Average Final Price*: is the average of the daily closing price of a Share on the New York Stock Exchange or other public exchange that Shares may hereinafter be listed on for the 20 trading days preceding or, if the Grantee has a Termination of Service in accordance with paragraph 2(c) of this Agreement, for the 20 trading days preceding the date of termination (or the period of service, if less).
Dividends Paid: is equal to the cumulative dividends (including any stock dividends) paid on a Share and special distributions paid on a Share over the Performance Period beginning on the Effective Date and continuing through the Vesting Date or, if the Grantee has a Termination of Service in accordance with paragraph 2(c) of this Agreement, through the date of such termination.
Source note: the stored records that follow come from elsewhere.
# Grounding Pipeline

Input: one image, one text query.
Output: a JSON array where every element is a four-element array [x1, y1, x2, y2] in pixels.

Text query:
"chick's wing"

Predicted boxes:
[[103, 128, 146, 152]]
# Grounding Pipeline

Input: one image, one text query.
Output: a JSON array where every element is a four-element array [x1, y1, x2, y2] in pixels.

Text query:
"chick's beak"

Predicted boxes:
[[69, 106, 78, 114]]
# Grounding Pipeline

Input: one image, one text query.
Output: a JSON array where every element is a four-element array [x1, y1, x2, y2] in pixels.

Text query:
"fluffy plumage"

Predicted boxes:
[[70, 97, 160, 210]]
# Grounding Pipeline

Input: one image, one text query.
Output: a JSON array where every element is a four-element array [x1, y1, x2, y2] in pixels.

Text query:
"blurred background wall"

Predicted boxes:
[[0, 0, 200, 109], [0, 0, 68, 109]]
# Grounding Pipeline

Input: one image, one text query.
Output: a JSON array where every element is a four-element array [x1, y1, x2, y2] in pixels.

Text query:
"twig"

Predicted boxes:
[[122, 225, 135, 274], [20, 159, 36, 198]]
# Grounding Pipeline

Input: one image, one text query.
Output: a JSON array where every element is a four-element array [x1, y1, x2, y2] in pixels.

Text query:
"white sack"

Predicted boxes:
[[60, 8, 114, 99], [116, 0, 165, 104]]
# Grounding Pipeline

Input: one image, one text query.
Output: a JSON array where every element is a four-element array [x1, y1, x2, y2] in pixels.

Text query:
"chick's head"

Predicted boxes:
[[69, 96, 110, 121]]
For these p urposes, dividends declared, but not yet paid, on a Share within the 45-day period preceding the Vesting Date or a Termination of Service, as applicable, will be counted as Dividends Paid.
To the extent that such performance goals/measures are not satisfied by the Vesting Date, then, except as set forth in paragraph 2(c) of this Agreement, as of such date, the Phantom Shares granted hereunder shall be automatically and without notice or payment of any consideration by the Company terminate and be forfeited by the Grantee.
* Calculation of the Average Initial Price and Average Final Price will be adjusted for any stock splits, reverse stock splits, stock combinations or other similar changes in the capital structure of the Company.